Many bowhunters will talk about archery sights or even shooting form when asked about the accuracy of their archery gear. Many hunters don’t realize how crucial an arrow rest can be to accuracy. Bowhunting equipment, including arrow rests, has evolved dramatically in the past decade.
Especially for beginners, it is clear that selecting an arrow rest can be a difficult task as we learn about how arrows fly and the situations under which we regularly use our bows.
Why Do You Need an Arrow Rest?
The purpose of an arrow rest is to stabilize the arrow until it is released from the string. For your arrows to fly straight, the fletching or feathers must clear your bow’s riser to prevent the arrow from wobbling or twisting. An arrow rest solves this problem. The rest serves as a platform from which your arrow launches.
You can break down the many types of arrow rests available on the market into a few basic categories. There are three basic types of arrow rests on the market today: shoot-through, fall-away, and standard, although some combine these attributes and gray the lines a little.
Whisler Biscuit Style Rest
My preference is a shot through rest, particularly the Whisker Biscuit style. The rest includes a disk with stiff bristles and a hole in the center that fits the shaft of your arrow. As the bristles have been enhanced to suit the needs of archers better, many of the early problems with biscuit-style arrow rest ripping fletching from arrows are gone.
As the arrow is released from the bowstring, these rests remain in contact with the arrow, providing maximum stability before the arrow flies freely. Some believe that because it touches the arrow until the last moment, poor shooting form will be magnified further on the target downrange. The argument makes sense to me, even though I haven’t found that the case.
There is a loss of about 2 feet per second (FPS) of arrow speed with this type of rest. However, if you need to shoot from a treestand, it’s easy to adjust, it keeps your arrow securely, and it’s quiet to shoot from it. This arrow rest is trendy because there isn’t much going wrong.
Also, I would not be too much worried about losing some speed.

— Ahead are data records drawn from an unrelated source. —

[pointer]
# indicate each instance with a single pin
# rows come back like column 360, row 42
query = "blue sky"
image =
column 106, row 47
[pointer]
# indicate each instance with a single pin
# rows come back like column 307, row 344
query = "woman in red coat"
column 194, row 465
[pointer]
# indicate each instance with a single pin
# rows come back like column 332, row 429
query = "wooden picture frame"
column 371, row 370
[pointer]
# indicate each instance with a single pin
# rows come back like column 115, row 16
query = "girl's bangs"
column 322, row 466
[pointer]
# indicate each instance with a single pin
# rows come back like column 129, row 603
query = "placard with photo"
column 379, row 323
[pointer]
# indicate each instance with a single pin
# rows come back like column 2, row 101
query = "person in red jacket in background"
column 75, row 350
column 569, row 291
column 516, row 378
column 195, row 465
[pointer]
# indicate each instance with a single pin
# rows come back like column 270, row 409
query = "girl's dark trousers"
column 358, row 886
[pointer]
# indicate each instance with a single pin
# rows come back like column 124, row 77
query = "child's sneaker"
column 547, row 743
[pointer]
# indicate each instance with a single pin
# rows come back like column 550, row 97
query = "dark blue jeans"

I am not a huge arrow speed fanatic, and I find that it isn’t noticeable in the woods if you shoot 295 or 300 fps…
Drop Away Arrow Rest
As the name suggests, the drop-away arrow rests drop before the fletching on your arrow passes by, which means that the fletching is never in contact with the arrow rest. A small cord pulls the rest into position as you draw your bow. It takes some practice for new archers to keep the arrow on the rest as they draw.
This arrow rest has the advantage of having no contact with your arrow fletching. However, you have to adjust it to drop at just the right moment. For a beginner, it can be challenging. By having so little contact with the arrow, this arrow rest will also allow you to achieve the maximum arrow speed (FPS).
Talking about speed. Keep in mind that the maximum speeds advertised by bow manufacturers are measured under controlled conditions in a test facility. Arrow speeds in the real world can be way slower than advertised.
read.. IBO Arrow Speed
Standard “old-style” Arrow Rest
A typical arrow rest will have either a flipper or two-prong design, with your arrow will be resting on a small, usually spring-loaded arm made from metal or wire covered with a plastic material to muffle noise. Today, many bows that shoot faster struggle with arrow rests that contact arrows at some point.
Although they are very forgiving of poor shooting form and are generally easy to tune, they can’t keep up with today’s technology. Shoot through and drop-away arrow rests can significantly improve arrow flight and accuracy.
Arrow rests are an essential part of archery equipment. There are three basic types of arrow rests: shoot-through, drop-away, and standard arrow rests. The Whisker Biscuit style rest is a shot-through arrow rest that remains in contact with the arrow until it is released from the bowstring. It has the advantage of being easy to adjust, keeping the arrow securely, and being quiet to shoot from.
The drop-away arrow rest falls away before the fletching on your arrow passes by, which means that there is no contact with your arrow fletching. Although it is challenging for a beginner to keep the arrow on the rest as they draw, by having so little contact with the arrow.